I’m going to title this blog post “My Before” because the adventure of life I’m on now is vastly different from the chore of living I did up until a year ago. My life before I made the decision to make it an adventure was miserable. I want to tell the story of my life before, so I can use the rest of this blog to tell the story of my happily ever after.
I was depressed for as long as I can remember. I know that may seem odd and when I tell people this they often ask, “Well, what about when you were a young kid?”, and I have to reply with, “Yes, even then”. I was always polite and quiet. I smiled and laughed when I was supposed to, but I never really felt happy. After years of this I started to feel like all of my smiles were fake.
I was thirteen years old when I first attempted suicide, and I was fourteen when I started cutting. My junior year of high school was very stressful. I was taking calculus, college biology, and college english, and I was in jazz choir, madrigal choir, science bowl, and secretary of the honors club. In other words I didn’t seem like the type to cut or attempt suicide, but I did have a lot to stress about. It was a lot to handle, and because of my perfectionist mentality I beat myself up when I, understandably, couldn’t keep up with all of it.
I was cracking under all the pressure I had put myself under, and I attempted suicide again when I was fifteen. After that it was all a blur. I was taken out of public school and entered a home school where I only met up with a teacher once a week. I didn’t hang out with friends or go out to talk to people. I only ever left the house to go to therapy or school, and I felt like I was my family’s dark secret. To this day there are old friends of mine and even members of my own family who have no idea what happened to me. I simply disappeared. I felt like it was all a punishment rather than people trying to help me.
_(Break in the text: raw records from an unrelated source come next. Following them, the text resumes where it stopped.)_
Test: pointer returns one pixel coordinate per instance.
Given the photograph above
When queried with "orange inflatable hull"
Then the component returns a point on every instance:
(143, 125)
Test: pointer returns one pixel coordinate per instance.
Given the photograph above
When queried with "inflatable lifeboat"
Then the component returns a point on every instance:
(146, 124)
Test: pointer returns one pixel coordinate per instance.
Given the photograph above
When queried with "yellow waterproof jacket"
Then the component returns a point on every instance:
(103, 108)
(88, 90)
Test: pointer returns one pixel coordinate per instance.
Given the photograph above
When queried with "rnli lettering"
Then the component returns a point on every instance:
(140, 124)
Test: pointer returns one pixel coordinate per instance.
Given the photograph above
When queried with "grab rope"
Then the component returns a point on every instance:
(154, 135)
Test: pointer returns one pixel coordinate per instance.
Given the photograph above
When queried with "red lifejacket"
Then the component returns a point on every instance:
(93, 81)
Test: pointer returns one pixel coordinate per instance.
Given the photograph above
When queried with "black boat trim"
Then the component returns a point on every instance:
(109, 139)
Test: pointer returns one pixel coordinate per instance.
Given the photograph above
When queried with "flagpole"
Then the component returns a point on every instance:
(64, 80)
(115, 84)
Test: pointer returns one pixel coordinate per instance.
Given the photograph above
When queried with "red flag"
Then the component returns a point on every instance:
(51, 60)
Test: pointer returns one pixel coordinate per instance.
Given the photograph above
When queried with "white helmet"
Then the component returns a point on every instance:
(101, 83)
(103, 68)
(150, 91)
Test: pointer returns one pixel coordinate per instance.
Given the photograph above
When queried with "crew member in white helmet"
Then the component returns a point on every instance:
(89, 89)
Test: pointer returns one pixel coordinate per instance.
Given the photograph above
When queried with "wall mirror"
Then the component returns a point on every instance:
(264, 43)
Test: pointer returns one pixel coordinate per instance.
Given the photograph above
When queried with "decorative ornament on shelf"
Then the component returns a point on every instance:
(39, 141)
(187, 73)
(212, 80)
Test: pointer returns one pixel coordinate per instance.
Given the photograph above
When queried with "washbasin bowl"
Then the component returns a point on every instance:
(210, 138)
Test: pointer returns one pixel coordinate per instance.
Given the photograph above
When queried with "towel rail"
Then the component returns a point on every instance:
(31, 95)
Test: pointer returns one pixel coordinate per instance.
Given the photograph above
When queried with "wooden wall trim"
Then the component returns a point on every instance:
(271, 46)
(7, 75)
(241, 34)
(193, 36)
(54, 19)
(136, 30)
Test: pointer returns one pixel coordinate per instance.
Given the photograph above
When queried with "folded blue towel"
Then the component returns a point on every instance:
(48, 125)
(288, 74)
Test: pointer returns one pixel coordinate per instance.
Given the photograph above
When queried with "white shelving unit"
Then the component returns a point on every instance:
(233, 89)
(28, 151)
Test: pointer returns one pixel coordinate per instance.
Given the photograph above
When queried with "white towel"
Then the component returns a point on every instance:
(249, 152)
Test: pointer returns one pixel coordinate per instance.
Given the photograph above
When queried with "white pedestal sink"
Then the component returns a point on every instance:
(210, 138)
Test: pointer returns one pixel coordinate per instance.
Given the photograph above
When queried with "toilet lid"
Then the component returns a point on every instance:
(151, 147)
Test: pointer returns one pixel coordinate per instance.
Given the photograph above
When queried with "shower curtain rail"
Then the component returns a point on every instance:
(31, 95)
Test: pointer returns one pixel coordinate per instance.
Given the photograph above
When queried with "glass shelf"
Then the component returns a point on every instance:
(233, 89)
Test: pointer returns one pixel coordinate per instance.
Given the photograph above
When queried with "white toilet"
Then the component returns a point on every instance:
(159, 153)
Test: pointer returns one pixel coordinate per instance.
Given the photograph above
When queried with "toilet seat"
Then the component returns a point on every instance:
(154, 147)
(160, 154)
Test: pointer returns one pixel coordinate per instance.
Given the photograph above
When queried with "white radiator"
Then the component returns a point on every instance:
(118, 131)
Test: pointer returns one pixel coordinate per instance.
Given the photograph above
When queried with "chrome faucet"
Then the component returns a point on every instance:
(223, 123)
I was over medicated and barely able to think, but I was still vaguely aware that I was depressed. It went on like that for three years.
When I was eighteen, I started to wake up out of the fog. At that point I hadn’t attempted suicide or cut in years, but I was still depressed. The side effects of my medication were seriously affecting my health. I gained over fifty pounds on the medication which was bad enough, but the very last straw was when one of the medications reacted so poorly with my body that I started to lose my eyesight. After that my family and I decided that it would be best if I went off of my medication. We knew the risks of detoxing off of them all at once, but the way we saw it the risk of me losing my sight was far greater. Detoxing off of them was one of the most difficult things I have done to date, but I got through it. For a few days I was sick, miserable, and couldn’t get out of bed, but after that I started to feel better.
I had worked with therapists who had been teaching me how to cope with my depression for over three years, and I finally started to utilize those coping skills. Those skills helped me recover fairly quickly after going off of medication. I started going outdoors again and talking to people. To someone who has never isolated themselves because of depression that may not sound like a big deal, but to me it meant everything. For 3 years I had hid myself from the rest of the world in shame and fear, but I was finally comfortable enough to do simple tasks like go to the grocery store.
A few months later I moved out of my mother’s house and into a house with some roommates. Moving out had its own challenges which were difficult to cope with. Yet, I didn’t have the urge to give up like I used to. I started making friends with some of my roommates, and they urged me to join a dating website they were already a part of. A few weeks later I met the love of my life, Logan, who has taken me on the most thrilling adventures I could ever imagine.
I can’t pinpoint the exact moment when I decided to embrace life: maybe it was when I decided to quit cutting, maybe it was after I detoxed from the medication, maybe it was after I moved out, maybe it was after I met Logan. However, when I made the decision doesn’t matter; what does matter is, no matter how long it took me, I did make the decision that even if life is difficult if I look at it like a journey, an adventure it can be enjoyable. Without that mentality I could have been dead by now or worse wishing I was dead.
I don’t mean to say that the answers to all of my problems were to simply get over them or that my decision to actually live life cured my depression. I don’t even mean to say that deciding to live means I don’t have some days where I want to die. What I am saying is that it sure as hell made those days easier to get through, and it made me realize that those days are worth living through.